A website will be developed under http://www.cse.ogi.edu/CSLU/tts/ in September 1998 to allow anyone in the world to test the system. This web site will also be used as the distribution point for all non-proprietary parts of the code developed - this excludes the lexicon, letter-to-sound rules, and German text preprocessing. All other parts will be distributed free for non-commercial research use. Commercial rights to the work are reserved by fonix Corp.

Summary

The synthesizer developed in this short project is of reasonable quality. In the end, much of the time during the project was spent in collecting and processing data for the concatenative synthesizer. Several problems occured in this process (corrupted data files, computer crashes, etc.), which left the team with less time than desired to work on prosodic aspects of the system. Using a less data-intensive synthesis method (i.e., formant synthesis) would probably lessen the problems associated with data collection, but also introduce a host of new ones.

Festival was an ideal framework in which to conduct this work.
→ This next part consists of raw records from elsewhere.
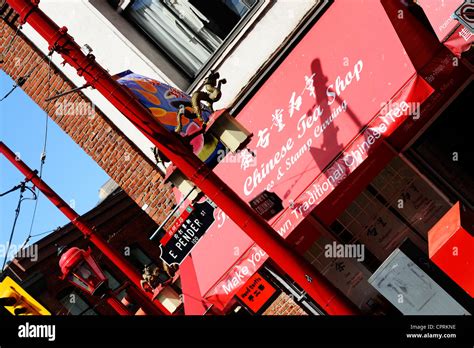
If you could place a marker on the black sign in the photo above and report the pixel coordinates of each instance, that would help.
(188, 234)
(267, 204)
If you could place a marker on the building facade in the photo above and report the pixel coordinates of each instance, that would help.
(352, 123)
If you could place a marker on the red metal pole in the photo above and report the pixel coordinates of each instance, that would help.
(316, 285)
(82, 226)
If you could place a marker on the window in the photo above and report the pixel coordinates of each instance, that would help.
(190, 32)
(76, 305)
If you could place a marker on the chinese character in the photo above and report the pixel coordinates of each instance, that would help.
(309, 80)
(294, 104)
(263, 138)
(246, 160)
(277, 119)
(465, 34)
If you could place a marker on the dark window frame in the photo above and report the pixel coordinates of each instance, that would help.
(202, 72)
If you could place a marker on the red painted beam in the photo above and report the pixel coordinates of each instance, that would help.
(315, 284)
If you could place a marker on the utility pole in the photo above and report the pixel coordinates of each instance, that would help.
(330, 299)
The only C++ code added to the system consisted of a few simple routines associated with the text preprocessing module. Otherwise, a completely new language capability was added to the system in 5 weeks, by relatively inexperienced students, and without adding new C++ code to the system. This demonstrates that Festival is able to be truly ``multi-lingual'' (at least for Western languages).
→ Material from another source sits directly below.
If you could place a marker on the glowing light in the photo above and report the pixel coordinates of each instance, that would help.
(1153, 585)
The participants wish to thank fonix Corporation for generous support of this work.

Bibliography

 
1
A. W. Black and P. Taylor, "The Festival speech synthesis system: System documentation," Tech. Rep. HCRC/TR-83, Human Communication Research Centre, University of Edinburgh, Scotland, UK, January 1997.
available from www.cstr.ed.ac.uk/projects/festival.html" .
2
V. Pagel, K. Lenzo, and A. W. Black, "Letter-to-sound rules for accented lexicon compression," in ICSLP, December 1998.
3
A. W. Black and A. J. Hunt, "Generating F0 contours from ToBI labels using linear regression," in ICSLP, October 1996.
4
M. Macon, A. Cronk, J. Wouters, and A. Kain, "OGIresLPC: Diphone synthesiser using residual-excited linear prediction," Tech. Rep. CSE-97-007, Department of Computer Science, Oregon Graduate Institute of Science and Technology, Portland, OR, September 1997.
available from www.cse.ogi.edu/CSLU/tts.